We acknowledge that our analysis has several limitations. First, evaluation of ROM varied between studies, with some authors using a goniometer and others reporting values from visual inspection. In addition, ER was primarily measured with the arm at the side; however, several studies reporting ER did not specify arm position.,, Second, all of the articles included are level of evidence III and IV, and although several studies performed subgroup comparisons, no studies involved a control group or randomization. In addition, many studies failed to control for confounding patient and/or procedural variables such as preoperative shoulder function and concomitant surgeries. Third, 7 of the included studies also demonstrated heterogeneity among results during the risk of bias assessment. Although no level I or II studies currently exist on the topic, the low level of evidence limits the ability to pool data and provide a true quantitative analysis, and therefore also limits the overall strength of our conclusions.

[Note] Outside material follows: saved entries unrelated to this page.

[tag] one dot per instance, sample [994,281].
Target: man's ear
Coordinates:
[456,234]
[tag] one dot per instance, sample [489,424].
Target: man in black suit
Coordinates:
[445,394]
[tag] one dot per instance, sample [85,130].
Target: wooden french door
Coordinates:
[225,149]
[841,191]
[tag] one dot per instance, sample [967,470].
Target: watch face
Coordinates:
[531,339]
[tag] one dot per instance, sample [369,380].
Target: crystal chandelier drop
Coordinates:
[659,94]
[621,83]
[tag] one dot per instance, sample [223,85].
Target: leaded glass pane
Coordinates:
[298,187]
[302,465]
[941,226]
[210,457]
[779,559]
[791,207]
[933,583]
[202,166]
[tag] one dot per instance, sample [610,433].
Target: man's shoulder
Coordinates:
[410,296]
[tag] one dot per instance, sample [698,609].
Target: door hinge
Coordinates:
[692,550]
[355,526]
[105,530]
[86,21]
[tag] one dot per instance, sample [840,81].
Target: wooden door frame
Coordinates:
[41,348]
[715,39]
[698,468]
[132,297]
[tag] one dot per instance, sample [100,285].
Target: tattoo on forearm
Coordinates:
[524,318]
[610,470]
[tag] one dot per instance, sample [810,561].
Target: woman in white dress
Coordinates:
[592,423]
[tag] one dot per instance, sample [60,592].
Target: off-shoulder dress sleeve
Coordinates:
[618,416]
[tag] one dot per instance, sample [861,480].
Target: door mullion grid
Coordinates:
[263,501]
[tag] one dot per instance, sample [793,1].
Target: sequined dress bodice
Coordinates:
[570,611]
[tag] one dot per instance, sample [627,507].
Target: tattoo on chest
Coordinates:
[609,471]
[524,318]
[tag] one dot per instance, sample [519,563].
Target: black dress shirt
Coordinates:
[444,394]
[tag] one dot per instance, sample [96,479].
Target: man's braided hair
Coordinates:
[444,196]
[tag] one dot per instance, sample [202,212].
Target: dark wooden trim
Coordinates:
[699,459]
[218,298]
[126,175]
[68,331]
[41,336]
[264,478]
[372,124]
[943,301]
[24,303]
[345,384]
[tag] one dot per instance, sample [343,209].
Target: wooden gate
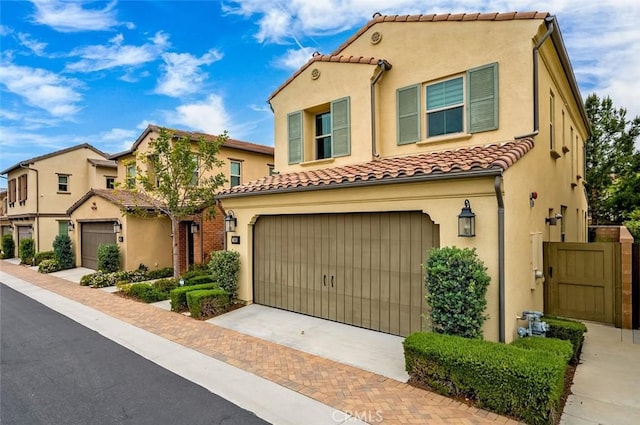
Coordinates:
[583,281]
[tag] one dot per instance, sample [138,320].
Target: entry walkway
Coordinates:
[347,389]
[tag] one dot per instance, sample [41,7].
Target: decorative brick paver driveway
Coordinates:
[340,386]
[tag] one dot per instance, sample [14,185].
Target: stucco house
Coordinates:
[101,215]
[391,145]
[40,189]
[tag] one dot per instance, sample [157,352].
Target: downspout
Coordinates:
[536,113]
[383,66]
[501,297]
[37,204]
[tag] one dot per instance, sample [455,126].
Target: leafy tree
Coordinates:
[612,162]
[183,176]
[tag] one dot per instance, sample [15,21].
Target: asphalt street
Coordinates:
[55,371]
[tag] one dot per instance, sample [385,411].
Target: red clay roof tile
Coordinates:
[450,163]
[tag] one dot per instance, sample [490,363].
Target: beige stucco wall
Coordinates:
[145,240]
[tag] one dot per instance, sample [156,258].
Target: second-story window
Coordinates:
[22,188]
[63,183]
[234,174]
[445,105]
[131,176]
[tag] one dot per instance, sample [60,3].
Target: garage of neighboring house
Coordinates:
[94,234]
[362,269]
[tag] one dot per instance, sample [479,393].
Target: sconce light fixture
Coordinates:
[552,221]
[195,227]
[466,221]
[230,222]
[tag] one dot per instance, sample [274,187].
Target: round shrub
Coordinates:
[108,257]
[456,283]
[49,266]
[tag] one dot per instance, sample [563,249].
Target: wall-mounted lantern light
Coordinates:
[230,222]
[195,227]
[466,221]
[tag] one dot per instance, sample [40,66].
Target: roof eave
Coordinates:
[485,172]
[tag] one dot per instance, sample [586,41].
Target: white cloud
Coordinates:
[43,89]
[65,16]
[294,58]
[182,74]
[208,116]
[114,55]
[35,46]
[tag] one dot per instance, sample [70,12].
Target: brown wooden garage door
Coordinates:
[362,269]
[94,234]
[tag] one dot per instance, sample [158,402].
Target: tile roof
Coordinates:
[123,198]
[26,162]
[336,56]
[448,164]
[194,135]
[108,163]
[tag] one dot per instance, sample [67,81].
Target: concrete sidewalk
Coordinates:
[606,386]
[279,384]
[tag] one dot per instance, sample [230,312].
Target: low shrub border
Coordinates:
[204,303]
[570,330]
[523,383]
[178,296]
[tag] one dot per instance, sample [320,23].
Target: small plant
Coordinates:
[49,266]
[108,257]
[63,251]
[8,246]
[205,303]
[43,255]
[27,251]
[456,283]
[225,266]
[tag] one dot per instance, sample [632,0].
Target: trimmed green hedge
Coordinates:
[562,348]
[570,330]
[204,303]
[44,255]
[523,383]
[178,296]
[199,280]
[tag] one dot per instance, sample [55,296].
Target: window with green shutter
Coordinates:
[483,98]
[294,137]
[408,114]
[340,128]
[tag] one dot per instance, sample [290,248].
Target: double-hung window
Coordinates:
[63,183]
[445,105]
[467,103]
[331,132]
[235,173]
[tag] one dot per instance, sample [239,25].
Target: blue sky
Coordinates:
[98,72]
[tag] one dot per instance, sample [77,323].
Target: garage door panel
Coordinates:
[362,269]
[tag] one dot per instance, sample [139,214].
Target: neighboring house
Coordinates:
[148,240]
[40,189]
[383,144]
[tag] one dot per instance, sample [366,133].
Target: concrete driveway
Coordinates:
[369,350]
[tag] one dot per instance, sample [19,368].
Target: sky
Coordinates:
[99,72]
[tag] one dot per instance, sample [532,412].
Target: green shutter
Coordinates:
[408,106]
[483,98]
[340,127]
[294,124]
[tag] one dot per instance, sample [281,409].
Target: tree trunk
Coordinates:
[175,237]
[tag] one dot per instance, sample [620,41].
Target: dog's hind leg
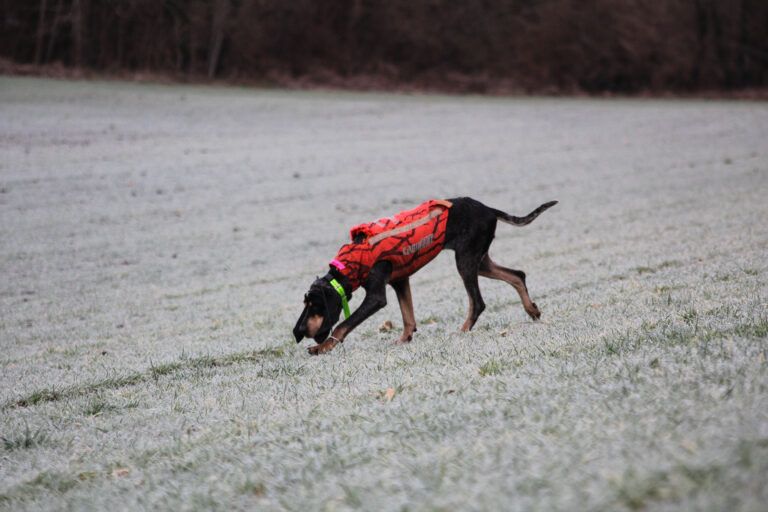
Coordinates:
[468,266]
[514,277]
[403,291]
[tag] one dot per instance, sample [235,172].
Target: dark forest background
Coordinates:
[624,46]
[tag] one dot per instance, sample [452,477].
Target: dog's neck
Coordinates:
[334,273]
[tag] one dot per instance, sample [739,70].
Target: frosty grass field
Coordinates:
[155,243]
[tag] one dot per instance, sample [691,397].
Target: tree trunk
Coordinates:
[40,31]
[220,16]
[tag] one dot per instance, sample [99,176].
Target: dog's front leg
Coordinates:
[375,299]
[403,290]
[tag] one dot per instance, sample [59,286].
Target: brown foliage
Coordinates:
[473,45]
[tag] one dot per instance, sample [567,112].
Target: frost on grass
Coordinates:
[147,359]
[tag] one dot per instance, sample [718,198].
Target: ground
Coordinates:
[155,243]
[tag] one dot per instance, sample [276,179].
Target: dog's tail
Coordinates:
[522,221]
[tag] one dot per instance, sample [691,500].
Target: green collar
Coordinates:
[340,290]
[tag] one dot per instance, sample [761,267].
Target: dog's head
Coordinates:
[322,308]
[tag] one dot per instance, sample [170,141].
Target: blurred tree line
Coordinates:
[535,45]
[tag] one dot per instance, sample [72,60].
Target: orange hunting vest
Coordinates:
[409,240]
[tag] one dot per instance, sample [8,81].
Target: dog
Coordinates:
[388,251]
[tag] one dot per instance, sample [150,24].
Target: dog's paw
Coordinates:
[534,311]
[404,339]
[322,348]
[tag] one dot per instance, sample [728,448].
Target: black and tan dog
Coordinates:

Fourth, the mean follow-up for our clinical studies is 36.9 months. Although this is a relatively short follow-up period, the longest follow-up of any study included is 60 months. Finally, a significant portion of the studies in this review were performed by small groups of researchers. This may introduce bias and falsely elevate the number of patients included in this review, as some patients may have been included in multiple studies.

Conclusion

Irrespective of tissue source, SCR serves as a reasonable joint-preserving option for massive, irreparable rotator cuff tears with favorable short- to midterm improvements in patient-reported outcomes and range of motion.